Couple this with heavy accents,  the Enumerator’s best guess could have influenced surnames changing.

Speaking of Censuses…

1841 Scotland Census

Arthur and his family appear in the 1841 Census.  His surname documented “Shirra”  I will assume that his accent was an influence on the Enumerator.

Arthur was a coal miner living in Rutherglen Loan, which was in the Gorbals area of Glasgow:

Arthur SherraAge 25
Isabella Sherra Age 20
Patrick SherraAge 7
John SherraAge 5
Thomas SherraAge 3
Arthur SherraAge 6 Months
Mary SherraAge 40
Michael SherraAge 40
Daniel SherraAge 12
Margaret SherraAge 30
Mary SherraAge 14

But who exactly was Mary, Michael, Daniel, Margaret, and young Mary? 

They are relatives, but how close?  There are some records for them but this McSherry generation is difficult to establish facts.

1851 Scotland Census

Arthur’s final appearance in Scotland’s Census Records was in 1851.   He and Isabella and remaining family were lodgers living in Main Street, Dunlop’s Land, Tollcross.

As Cherry is the recorded surname was it the accent that confused the Enumerator?

George K StevenAge 21 - Head
Christina StevenAge 19
Mary StevenAge 5 Months
Arthur CherryAge 40
Isabella CherryAge 34
Patrick CherryAge 16
Helen CherryAge 7

Arthur and Patrick are Coal Miners.

The Unanswered McSherry Questions

I wonder if I will be able to learn more about Arthur and his life. I regularly go over previous research to see if I can find new angles to find new information.

But Arthur and the McSherry ancestry remain a mystery.. for now.

Who were Arthur McSherry’s parents?

Who exactly were the other Sherry relatives listed in the 1841 Scotland Census?

Did other Sherry children survive?

What happened to Arthur McSherry?

As an unskilled worker with the wrong accent and religious belief in 19th Century Glasgow, life must have been grim for Arthur McSherry.

It’s pure luck that many families descended from Irish Immigrants are still in existence today.  Our ancestors had nothing.

They lived in horrific dwellings, had no money and worked in dangerous working environments.

Those 19th Century families bore children who never lived long.

We are the fortunate ones.

Years of Arthur McSherry’s life are currently lost in the thick mist of time.

When Arthur’s son Patrick got married Alice Drummond in November 1856.  His marriage recorded Isabella was still alive. Arthur deceased.

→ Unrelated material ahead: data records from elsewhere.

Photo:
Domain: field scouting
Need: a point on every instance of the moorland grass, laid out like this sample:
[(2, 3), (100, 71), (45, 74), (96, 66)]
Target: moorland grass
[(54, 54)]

I hope one day the thick mist clears.  Perhaps you can help clear it?

 

Family History addict since 2012. Now documenting my findings and insights online.

2 thoughts on “Arthur McSherry: From Ireland To Glasgow

  1. I am researching Anne McSherry who was born in 1806 in Tyrone. She was married to Michael Bloomer (Mick) 8/22/1822 in Clonfeacle. They had 5 children that I show were baptized in Clonfeacle: Anne 1828, David 1834, Sarah 1835, John 1835, and Arthur 1838. They all immigrated to Litchfield, Conn starting in 1847 with Anne (dau), David and Mick unknown, Sarah and John 1850, and Anne McSherry and Arthur in 1852. Do you know if your Arthur had a younger sister?

  2. Hello Kat,

    At the time of writing, Arthur McSherry, his parentage and possible siblings are still a mystery. Ive seen some records of Clonfeacle McSherry’s but I have no concrete information that they are related to my 3rd Great Grandfather. Its likely DNA matching that will bring down the brick wall.